In dem französischen Dorf Bure soll ein Atommüllendlager eingerichtet werden. Deswegen finden dort 14 Diskussionen mit Bürgern und Verantwortlichen statt, die - laut staatlicher Agentur für Atommüll - zeigen soll, was für die Bevölkerung akzeptabel ist. Die Antiatombewegung will das boykottieren.

Von Suzanne Krause |
    Cigéo hat die staatliche Agentur für Atommüll, Andra, ihr Endlager getauft: das Zentrum für umkehrbare Tiefenlagerung hoch radioaktiven Atommülls. Darauf arbeitet die Andra seit nunmehr 20 Jahren hin. Für schwach radioaktiven Abfall stehen in Frankreich schon mehrere Anlagen zur Verfügung.

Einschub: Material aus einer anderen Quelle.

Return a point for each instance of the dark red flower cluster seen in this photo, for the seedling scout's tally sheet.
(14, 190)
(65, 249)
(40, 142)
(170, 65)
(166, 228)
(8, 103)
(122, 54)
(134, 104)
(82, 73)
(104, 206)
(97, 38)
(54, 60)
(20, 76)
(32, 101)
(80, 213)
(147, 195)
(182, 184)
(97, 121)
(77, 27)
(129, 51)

    In Bure ist ein Standort in 500 Meter Tiefe geplant, umgeben von Tongestein, auf einer Fläche von 15 Quadratkilometern. 100 Jahre lang soll Atommüll hier eingelagert werden. Falls in diesem Zeitraum andere technische Lösungen zur atomaren Entsorgung entwickelt würden, ließen sich die Container mit radioaktivem Abfall problemlos bergen. Sonstigenfalls, um das Jahr 2125 herum, ist es mit der Umkehrbarkeit der Tiefenlagerung vorbei. Dann wird das voll beladene Cigéo versiegelt, erläutert Fabrice Boissier, bei Andra zuständig für Risikofragen.

    "Die geologische Endlagerung soll eine definitive Lösung darstellen. Sie berücksichtigt zwei wichtige Prinzipien, auf denen das Parlament bestand. Zum einen den Schutz von Mensch und Umwelt, heute wie für die gesamte Zeitdauer der Abfalllagerung, bis die Radioaktivität abgeklungen ist. Und das zweite ethische Prinzip: Die Verwaltungslast der Anlage soll nicht künftigen Generationen aufgebürdet werden."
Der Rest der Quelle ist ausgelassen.